Esiste uno stacco sostanziale tra le due serie: “Lisboa 2013” e “New York 2014”. Nella prima lo spazio è ampio e aperto, l’occhio si spinge in profondità, muovendosi tra quinte prospettiche, alternate in composizioni complesse, ma unite da un centro sempre geometrico e mai narrativo. Esiste in esse un elemento emergente – come il Cristo, la tavola periodica, il distributore di gelato – e una divisione in fasce parallele, orizzontali e verticali, che s’incrociano formando un sistema di quadri in cui quello centrale è nucleo provvisorio. Tutto è sparso entro ampi confini e concorre al racconto. C’è sempre una porzione di spazio semivuoto, in genere occupata da una strada, che corre verso un fulcro centrale.

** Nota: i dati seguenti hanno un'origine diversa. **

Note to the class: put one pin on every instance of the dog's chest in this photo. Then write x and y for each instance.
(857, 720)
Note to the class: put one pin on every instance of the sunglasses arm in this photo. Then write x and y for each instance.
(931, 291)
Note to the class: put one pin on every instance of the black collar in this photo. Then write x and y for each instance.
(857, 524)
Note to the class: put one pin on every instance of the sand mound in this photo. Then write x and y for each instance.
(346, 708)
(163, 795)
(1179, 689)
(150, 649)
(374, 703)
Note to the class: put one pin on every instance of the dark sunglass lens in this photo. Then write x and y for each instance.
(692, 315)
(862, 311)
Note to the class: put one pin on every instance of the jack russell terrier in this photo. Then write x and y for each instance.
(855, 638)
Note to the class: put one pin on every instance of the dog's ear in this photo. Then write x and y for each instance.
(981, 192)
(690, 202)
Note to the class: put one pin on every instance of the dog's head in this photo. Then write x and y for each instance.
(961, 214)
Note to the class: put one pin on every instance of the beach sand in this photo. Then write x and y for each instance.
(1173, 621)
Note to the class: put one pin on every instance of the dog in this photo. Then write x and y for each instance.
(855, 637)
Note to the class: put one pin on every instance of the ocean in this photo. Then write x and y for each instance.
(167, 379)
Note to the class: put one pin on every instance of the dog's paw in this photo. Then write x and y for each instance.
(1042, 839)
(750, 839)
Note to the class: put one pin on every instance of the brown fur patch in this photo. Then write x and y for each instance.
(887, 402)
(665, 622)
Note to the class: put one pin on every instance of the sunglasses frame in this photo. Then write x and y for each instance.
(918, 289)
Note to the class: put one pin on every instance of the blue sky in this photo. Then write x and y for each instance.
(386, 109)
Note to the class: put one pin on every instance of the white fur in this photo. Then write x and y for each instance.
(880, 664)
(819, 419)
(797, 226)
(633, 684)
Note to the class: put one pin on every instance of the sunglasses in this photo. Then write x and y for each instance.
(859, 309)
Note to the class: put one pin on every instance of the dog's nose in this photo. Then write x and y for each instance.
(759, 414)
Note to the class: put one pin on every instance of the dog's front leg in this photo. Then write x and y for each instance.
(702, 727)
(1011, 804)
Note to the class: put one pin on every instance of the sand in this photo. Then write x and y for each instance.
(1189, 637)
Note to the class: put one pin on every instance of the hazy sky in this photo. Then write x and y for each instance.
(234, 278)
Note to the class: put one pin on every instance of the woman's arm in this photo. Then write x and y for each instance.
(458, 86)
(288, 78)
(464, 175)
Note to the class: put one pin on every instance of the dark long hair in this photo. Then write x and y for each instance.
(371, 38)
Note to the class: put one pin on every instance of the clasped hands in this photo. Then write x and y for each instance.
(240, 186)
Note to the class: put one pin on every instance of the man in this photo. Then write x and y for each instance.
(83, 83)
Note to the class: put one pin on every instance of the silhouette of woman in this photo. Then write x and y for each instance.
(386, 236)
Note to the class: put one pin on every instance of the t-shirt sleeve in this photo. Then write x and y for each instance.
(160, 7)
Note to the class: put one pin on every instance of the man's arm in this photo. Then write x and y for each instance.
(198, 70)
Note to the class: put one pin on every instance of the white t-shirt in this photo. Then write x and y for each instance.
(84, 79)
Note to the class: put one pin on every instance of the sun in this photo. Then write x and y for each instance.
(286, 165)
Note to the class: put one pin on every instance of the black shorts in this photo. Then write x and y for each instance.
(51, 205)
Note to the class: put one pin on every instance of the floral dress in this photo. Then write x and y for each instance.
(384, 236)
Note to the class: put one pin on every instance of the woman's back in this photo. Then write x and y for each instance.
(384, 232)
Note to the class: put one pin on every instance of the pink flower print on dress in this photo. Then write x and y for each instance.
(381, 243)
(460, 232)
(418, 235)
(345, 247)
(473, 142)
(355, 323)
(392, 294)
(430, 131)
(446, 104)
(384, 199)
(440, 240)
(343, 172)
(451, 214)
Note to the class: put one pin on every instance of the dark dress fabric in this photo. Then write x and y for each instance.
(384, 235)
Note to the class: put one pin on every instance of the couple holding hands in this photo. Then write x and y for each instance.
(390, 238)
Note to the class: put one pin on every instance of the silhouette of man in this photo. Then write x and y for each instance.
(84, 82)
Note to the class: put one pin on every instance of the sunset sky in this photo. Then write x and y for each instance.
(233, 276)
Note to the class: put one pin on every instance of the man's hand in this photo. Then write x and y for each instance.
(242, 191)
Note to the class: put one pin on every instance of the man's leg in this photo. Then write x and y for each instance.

Qualcosa che potremmo definire quasi ‘anticamera prospettica. Tutto questo in contrapposizione con “New York 2014”. Nelle immagini americane, infatti, tutto viene spinto in primo piano, a ridosso di chi guarda. La profondità di veduta (quando c’è) viene negata per mezzo di ostacoli e barriere, fino ad arrivare ad una chiusura della scena, che nega ogni punto di fuga verso il fondo. In Lisbona l’alternarsi delle quinte lascia immaginare la presenza di una dimensione oltre l’ultima linea di demarcazione. In New York si è assaliti da un senso di claustrofobia, come se fosse rifiutata l’esistenza – almeno in quanto conoscenza – di un ‘oltre’. Come nello spazio di una rappresentazione teatrale, dove tutto è contenuto entro i limiti del palco e l’umanità si muove solo ai lati di esso, entrando e uscendo dalla scena a destra e a sinistra, e senza mai sondare la terza dimensione. Minimo comune denominatore di entrambe le serie è qualcosa che non si può spiegare non considerando l’altra parte del lavoro di questo fotografo: la surrealtà. Martini alterna realismo e visioni, vita vera e mise en scène, street e mondo onirico.